Northshore Fire Battalion Chief Ken Petz said the fire destroyed the Everglade Boulevard home of Evelyn Stone.

The modular, one of the older homes in the neighborhood, was reported on fire at about 7 p.m., said Northshore Fire Battalion Chief Pat Brown.

Brown, who was the first fire official on scene, said he arrived in just under six minutes, shortly followed by a total of four engines from Northshore Fire's Clearlake Oaks and Lucerne stations, along with mutual aid from Lake County Fire Protection District.

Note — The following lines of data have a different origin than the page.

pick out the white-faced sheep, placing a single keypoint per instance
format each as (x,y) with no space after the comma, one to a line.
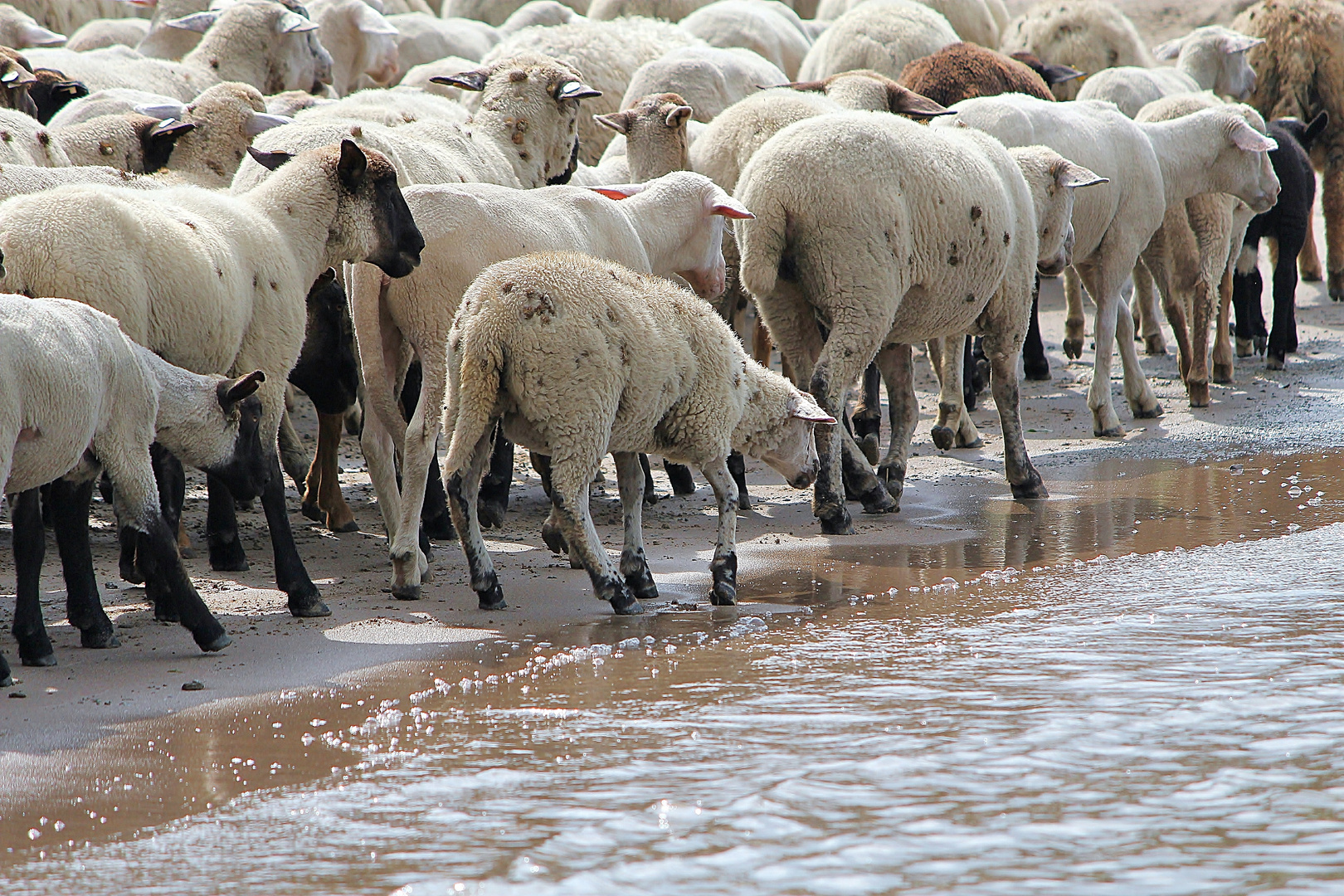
(882,35)
(218,282)
(1089,35)
(1300,71)
(707,78)
(902,236)
(1151,167)
(606,52)
(574,358)
(767,27)
(1209,58)
(77,395)
(670,226)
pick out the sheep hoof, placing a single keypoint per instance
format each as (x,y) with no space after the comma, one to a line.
(492,599)
(869,445)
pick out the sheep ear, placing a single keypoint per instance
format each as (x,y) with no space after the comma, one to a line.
(464,80)
(197,22)
(1070,175)
(1168,50)
(678,116)
(233,391)
(908,102)
(804,407)
(353,164)
(35,35)
(264,121)
(293,23)
(576,90)
(269,160)
(617,121)
(1246,137)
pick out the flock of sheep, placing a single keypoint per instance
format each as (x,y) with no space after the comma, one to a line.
(477,221)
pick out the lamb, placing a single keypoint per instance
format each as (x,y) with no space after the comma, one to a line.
(216,282)
(709,80)
(606,52)
(962,226)
(257,42)
(1089,35)
(1209,58)
(668,226)
(689,392)
(1287,225)
(1151,167)
(882,35)
(77,394)
(767,27)
(1300,74)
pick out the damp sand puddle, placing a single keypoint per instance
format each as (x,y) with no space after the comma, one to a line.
(967,712)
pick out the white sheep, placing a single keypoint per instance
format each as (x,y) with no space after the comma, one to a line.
(657,371)
(257,42)
(1209,58)
(1151,167)
(767,27)
(670,226)
(218,282)
(882,35)
(905,234)
(77,395)
(1088,35)
(606,52)
(707,78)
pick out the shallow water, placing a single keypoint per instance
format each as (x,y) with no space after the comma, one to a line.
(903,719)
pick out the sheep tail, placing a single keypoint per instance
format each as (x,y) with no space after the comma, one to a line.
(366,286)
(761,243)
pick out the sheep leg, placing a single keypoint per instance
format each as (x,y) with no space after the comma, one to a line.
(30,546)
(1034,363)
(84,607)
(635,566)
(898,371)
(1074,323)
(463,488)
(953,427)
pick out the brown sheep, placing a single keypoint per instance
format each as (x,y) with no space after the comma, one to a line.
(1300,73)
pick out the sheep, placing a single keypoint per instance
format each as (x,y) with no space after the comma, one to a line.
(767,27)
(973,21)
(668,226)
(1151,165)
(709,80)
(257,42)
(524,134)
(947,219)
(19,30)
(689,391)
(1300,74)
(1209,58)
(110,32)
(606,52)
(882,35)
(1287,225)
(77,394)
(216,282)
(1089,35)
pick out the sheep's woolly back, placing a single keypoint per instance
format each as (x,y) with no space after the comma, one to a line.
(1089,35)
(605,54)
(1300,67)
(882,35)
(964,71)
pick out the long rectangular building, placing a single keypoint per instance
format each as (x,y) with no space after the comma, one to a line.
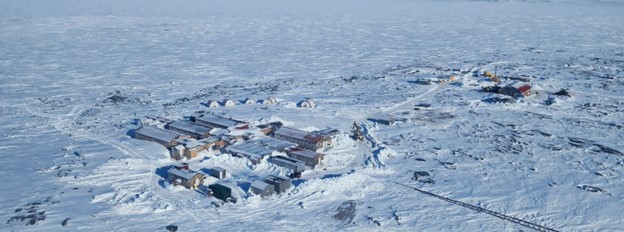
(310,158)
(302,138)
(189,128)
(257,149)
(217,121)
(164,137)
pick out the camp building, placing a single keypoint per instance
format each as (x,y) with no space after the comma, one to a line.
(164,137)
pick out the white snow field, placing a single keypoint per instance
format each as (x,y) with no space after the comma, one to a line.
(77,76)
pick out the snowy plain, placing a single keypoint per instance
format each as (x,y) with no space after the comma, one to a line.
(67,157)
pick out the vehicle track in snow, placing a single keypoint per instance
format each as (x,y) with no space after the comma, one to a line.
(478,209)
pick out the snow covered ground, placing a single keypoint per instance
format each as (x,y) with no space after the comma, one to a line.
(76,76)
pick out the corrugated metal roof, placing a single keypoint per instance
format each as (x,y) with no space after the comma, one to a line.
(305,153)
(260,185)
(157,133)
(186,174)
(189,126)
(256,149)
(219,121)
(190,143)
(298,134)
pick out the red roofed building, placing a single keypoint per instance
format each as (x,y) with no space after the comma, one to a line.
(518,89)
(302,138)
(310,158)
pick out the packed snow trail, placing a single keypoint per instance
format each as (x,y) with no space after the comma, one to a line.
(480,209)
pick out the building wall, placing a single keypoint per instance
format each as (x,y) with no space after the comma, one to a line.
(189,133)
(147,138)
(301,143)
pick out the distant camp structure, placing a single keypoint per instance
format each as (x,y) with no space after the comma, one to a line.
(307,103)
(228,103)
(270,101)
(249,101)
(212,104)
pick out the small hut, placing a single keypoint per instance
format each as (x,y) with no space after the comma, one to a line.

Twelve firefighters responded to fight the blaze, which was located at the back of the house, said Brown.

But firefighters struggled to make entry into the house, because Stone had an organ and a bookcase up against the front door.

Once inside, “It was hard for us to save anything,” said Brown, with firefighters at one point trying to get items out by going through walls.

The older modular had paneling inside rather than sheetrock, which caused it to burn more quickly, said Brown.

Petz said the fire appeared to have started in the bathroom. “It was a total loss,” he said.

Brown estimated the total damage at about $300,000.

Stone, who has suffered from health problems due to cancer, lost almost everything, except her yellow Lab, said Brown.

The dog got out fine, said Brown, adding that the whole neighborhood had been worried about him and his owner.

Petz said the fire district called the Red Cross and they're helping Stone with temporary housing, food and clothing, and trying to help her set up some kind of refinancing on her property.